File photo of a stack of Starlink satellites before a previous mission.. Credit: SpaceX
SpaceX plans to kick off its 2022 launch schedule with a Falcon 9 rocket flight Thursday from NASA’s Kennedy Space Center with the company’s next group of Starlink internet satellites.
In a change from previous Starlink missions, the Falcon 9 rocket will fly southeast from the coast of Florida on a course just north of the Bahamas to place the new batch of internet satellites into low Earth orbit a few hundred miles above Earth.
The mission, designated Starlink 4-5, is expected to target an orbital plane with a tilt of 53.2 degrees to the equator, one of five orbital “shells” at different inclination angles that SpaceX plans to fill with around 4,400 satellites to provide high-speed, low-latency broadband connectivity around the world.
SpaceX’s previous launches carrying Starlink satellites to a similar orbit have flown northeast from Florida’s Space Coast. Launches to the southeast must fly around the Bahamas to avoid the risk of dropping debris on populated islands.
Maritime warning notices suggest the mission scheduled for Thursday will do just that, tracking over the Atlantic Ocean north of the Abaco Islands, before making a slight right turn to head farther downrange.
SpaceX plans to land the Falcon 9’s first stage booster on the drone ship “A Shortfall of Gravitas” positioned in the Atlantic. The landing platform departed Port Canaveral Saturday to head for the recovery zone.
The launch Thursday is targeted for 4:49 p.m. EST (2149 GMT), with a backup time available at 6:47 p.m. EST (2347 GMT).
Meanwhile, crews at nearby Cape Canaveral Space Force Station are preparing another Falcon 9 rocket for liftoff no earlier than Jan. 13 with dozens of small satellites from U.S. and international customers. That mission, known as Transporter 3, is SpaceX’s third dedicated rideshare launch hauling smallsats into a sun-synchronous orbit.
Liftoff time Jan. 13 is set for 10:25 a.m. EST (1525 GMT), and SpaceX is expected to land the first stage on an onshore pad at Cape Canaveral.
File photo of a Falcon 9 rocket on pad 39A in 2021. Credit: Stephen Clark / Spaceflight Now
The mission set for Thursday will mark SpaceX’s 34th dedicated launch with Starlink satellites. SpaceX hasn’t said why the Falcon 9 rocket will take the southeasterly route to orbit on the next flight, or disclosed how many Starlink satellites will be on-board.
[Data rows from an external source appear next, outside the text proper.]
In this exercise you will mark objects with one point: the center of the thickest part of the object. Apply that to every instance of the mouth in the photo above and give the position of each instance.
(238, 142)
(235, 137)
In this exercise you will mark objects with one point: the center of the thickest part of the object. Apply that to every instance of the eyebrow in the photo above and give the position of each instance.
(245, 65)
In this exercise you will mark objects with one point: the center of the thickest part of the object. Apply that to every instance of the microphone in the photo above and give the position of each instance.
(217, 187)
Dedicated Falcon 9 launches with SpaceX’s latest generation of Starlink spacecraft have carried between 48 and 53 satellites per mission. SpaceX has launched 1,944 Starlink satellites to date, and the next mission will nudge that sum close to 2,000.
But not all of those satellites remain in orbit. Some have failed after launch, and SpaceX has intentionally de-orbited others, either due to technical problems or obsolescence as newer designs reach orbit.
A tabulation by Jonathan McDowell, an astrophysicist and expert tracker of spaceflight activity, shows SpaceX has 1,468 satellites providing Starlink internet service as of Sunday.
The flat-panel satellites are each a little more than a quarter-ton. After separation from the Falcon 9 rocket, the satellites will use krypton-fueled ion thrusters to maneuver into their operating orbits at an altitude of 335 miles (540 kilometers), joining the rest of the Starlink fleet.
SpaceX has a long-term plan to launch as many as 42,000 Starlink satellites, according to a company filing with the International Telecommunication Union. The company’s initial focus is on deploying around 4,400 satellites into the first five orbital shells.
Jonathan Hofeller, SpaceX’s vice president of Starlink and commercial sales, said last month that the Starlink network is providing internet service to consumers in more than 20 countries.
“We have well over 100,000 subscribers, both on the consumer and enterprise sides,” he said in a panel discussion at Euroconsult’s annual World Satellite Business Week event in Paris. “And we’re not slowing down. We’re just getting warmed up.”
SpaceX hopes to use revenue from the Starlink business unit to help fund the company’s ambitions to complete development of the heavy-lift Starship rocket, a massive fully reusable launcher designed to eventually replace the Falcon 9 and Falcon Heavy rockets.